Jesús fue el mayor ejemplo de sacrificio y nuestro servicio a Él requiere que estemos dispuestos a hacer lo mismo. Si no está dispuesto a sacrificarse por el Señor, dudo que Él lo use mucho. John no vio esto como una carga, aunque implicaba sacrificio. Estaba feliz de estar al servicio de su Señor y Maestro. Juan probablemente se dio cuenta de que Jesús había hecho el mayor de los sacrificios por él y que lo mínimo que podía hacer era someterse a su voluntad.

D. La Satisfacción de Juan – Y desde aquella hora aquel discípulo la acogió en su propia casa. Hasta donde yo sé, Juan nunca menciona a María en sus escritos a partir de este momento.

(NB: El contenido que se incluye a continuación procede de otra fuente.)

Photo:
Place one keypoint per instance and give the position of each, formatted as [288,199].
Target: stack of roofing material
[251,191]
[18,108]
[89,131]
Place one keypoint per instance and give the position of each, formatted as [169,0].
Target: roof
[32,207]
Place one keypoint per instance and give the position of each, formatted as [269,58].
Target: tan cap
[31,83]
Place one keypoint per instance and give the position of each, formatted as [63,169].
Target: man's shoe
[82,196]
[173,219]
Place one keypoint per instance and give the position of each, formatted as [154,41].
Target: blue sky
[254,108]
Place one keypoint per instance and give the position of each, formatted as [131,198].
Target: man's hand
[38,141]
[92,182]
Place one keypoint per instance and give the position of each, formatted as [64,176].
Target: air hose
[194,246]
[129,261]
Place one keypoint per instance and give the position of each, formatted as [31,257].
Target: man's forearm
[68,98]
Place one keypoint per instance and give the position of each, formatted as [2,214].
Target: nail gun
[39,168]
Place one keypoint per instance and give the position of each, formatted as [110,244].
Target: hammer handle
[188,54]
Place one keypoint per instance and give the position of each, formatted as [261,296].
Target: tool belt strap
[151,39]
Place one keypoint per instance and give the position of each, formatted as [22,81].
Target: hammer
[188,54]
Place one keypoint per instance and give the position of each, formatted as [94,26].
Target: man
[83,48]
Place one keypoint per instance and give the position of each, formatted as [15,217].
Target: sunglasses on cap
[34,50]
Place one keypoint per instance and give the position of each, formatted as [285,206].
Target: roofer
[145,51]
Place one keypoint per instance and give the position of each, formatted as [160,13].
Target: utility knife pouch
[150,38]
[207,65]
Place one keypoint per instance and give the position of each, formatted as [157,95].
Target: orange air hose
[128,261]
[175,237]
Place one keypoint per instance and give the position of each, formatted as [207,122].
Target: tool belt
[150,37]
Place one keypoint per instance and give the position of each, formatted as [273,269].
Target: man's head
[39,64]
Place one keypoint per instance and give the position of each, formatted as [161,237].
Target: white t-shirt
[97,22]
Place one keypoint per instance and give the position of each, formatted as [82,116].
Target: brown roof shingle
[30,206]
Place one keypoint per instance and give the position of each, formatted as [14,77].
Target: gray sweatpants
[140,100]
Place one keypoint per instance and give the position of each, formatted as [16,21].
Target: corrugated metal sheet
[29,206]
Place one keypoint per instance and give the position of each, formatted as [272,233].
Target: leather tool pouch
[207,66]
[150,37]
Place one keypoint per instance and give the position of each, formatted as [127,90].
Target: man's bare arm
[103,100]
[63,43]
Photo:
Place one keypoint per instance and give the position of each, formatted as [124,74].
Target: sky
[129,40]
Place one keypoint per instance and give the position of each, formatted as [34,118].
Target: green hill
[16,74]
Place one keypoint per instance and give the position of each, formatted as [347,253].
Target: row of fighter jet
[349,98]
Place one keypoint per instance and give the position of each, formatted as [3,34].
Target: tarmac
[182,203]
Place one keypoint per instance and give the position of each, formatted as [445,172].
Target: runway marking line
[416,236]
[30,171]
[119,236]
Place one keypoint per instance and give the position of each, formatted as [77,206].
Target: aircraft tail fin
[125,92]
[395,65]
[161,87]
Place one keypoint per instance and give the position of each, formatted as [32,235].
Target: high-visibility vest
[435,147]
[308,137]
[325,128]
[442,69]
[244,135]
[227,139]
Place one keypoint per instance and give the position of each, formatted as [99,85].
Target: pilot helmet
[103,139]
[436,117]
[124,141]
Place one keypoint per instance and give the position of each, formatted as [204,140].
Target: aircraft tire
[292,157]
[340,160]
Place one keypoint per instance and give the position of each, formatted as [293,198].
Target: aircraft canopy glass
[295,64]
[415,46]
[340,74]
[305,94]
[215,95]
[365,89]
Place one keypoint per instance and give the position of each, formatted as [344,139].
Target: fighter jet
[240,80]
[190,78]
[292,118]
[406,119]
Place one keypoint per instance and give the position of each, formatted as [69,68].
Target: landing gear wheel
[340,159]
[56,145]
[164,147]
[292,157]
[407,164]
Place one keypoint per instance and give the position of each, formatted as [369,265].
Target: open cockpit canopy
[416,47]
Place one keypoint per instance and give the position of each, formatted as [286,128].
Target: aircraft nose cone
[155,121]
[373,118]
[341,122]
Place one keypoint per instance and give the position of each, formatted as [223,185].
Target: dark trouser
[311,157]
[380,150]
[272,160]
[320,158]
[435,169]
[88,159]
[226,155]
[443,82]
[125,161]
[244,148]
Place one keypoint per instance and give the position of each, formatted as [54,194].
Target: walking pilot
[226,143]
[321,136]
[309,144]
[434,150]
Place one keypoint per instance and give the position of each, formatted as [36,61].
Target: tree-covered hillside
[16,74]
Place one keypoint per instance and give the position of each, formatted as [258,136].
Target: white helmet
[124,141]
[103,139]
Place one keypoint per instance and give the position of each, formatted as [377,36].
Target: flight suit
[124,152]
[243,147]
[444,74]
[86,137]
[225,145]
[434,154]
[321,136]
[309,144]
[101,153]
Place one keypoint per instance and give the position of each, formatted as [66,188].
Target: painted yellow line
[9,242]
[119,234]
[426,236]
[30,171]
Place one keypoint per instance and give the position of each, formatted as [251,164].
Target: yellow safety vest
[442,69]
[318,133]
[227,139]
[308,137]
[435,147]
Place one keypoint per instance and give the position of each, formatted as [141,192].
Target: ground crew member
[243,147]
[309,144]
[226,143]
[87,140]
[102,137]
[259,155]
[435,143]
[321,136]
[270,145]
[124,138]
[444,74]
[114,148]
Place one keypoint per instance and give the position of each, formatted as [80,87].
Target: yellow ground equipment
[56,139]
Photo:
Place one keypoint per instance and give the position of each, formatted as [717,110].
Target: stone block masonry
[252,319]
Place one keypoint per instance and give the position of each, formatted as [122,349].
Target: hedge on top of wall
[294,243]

No encontramos nada que respalde el hecho de que le molestaba tomarla como su propia madre. Estoy convencido de que John se sintió honrado y complacido de hacer esto por Cristo. John sabía que era importante para el Señor y lo convirtió en una prioridad.

Soy un testimonio vivo de la satisfacción de servir al Señor de acuerdo con Su plan. Puede que nunca seamos reconocidos o compensados en esta vida, pero el Señor no se ha olvidado. Él está manteniendo un registro. La única forma de experimentar verdadera alegría y paz en esta vida es someternos completamente a la voluntad de Dios para nuestras vidas.

Juan generalmente se refiere a sí mismo como el discípulo a quien Jesús amaba. No hay arrogancia en esa referencia. John simplemente se siente honrado de que el Señor incluso lo ame y se siente honrado de tener el privilegio de servirlo.

Conclusión: quiero dejarlos con este pensamiento. Cada uno de nosotros tiene el mismo privilegio y obligación que Juan recibió cuando estuvo al pie de la cruz. Marcos 3:32-35 – Y la multitud estaba sentada alrededor de él, y le decían: He aquí tu madre y tus hermanos sin buscarte. [33] Y él les respondió, diciendo: ¿Quién es mi madre, o mis hermanos? [34] Y miró alrededor a los que estaban sentados alrededor de él, y dijo: ¡He aquí mi madre y mis hermanos! [35] Porque cualquiera que hace la voluntad de Dios, ése es mi hermano, mi hermana y mi madre. Mateo 25:40 – Y respondiendo el Rey, les dirá: De cierto os digo, que en cuanto lo hicisteis a uno de estos mis hermanos más pequeños, a mí lo hicisteis. ¿Estás dispuesto a someterte a Jesús hoy? ¿Lo has contemplado como el Hijo de Dios que quita el pecado del mundo? Si es así, ¿estás dispuesto a ser usado por Él en cualquier capacidad que Él desee? Si no, necesitas venir y entregarle tu vida a Él; ¡Él dio la Suya por ti!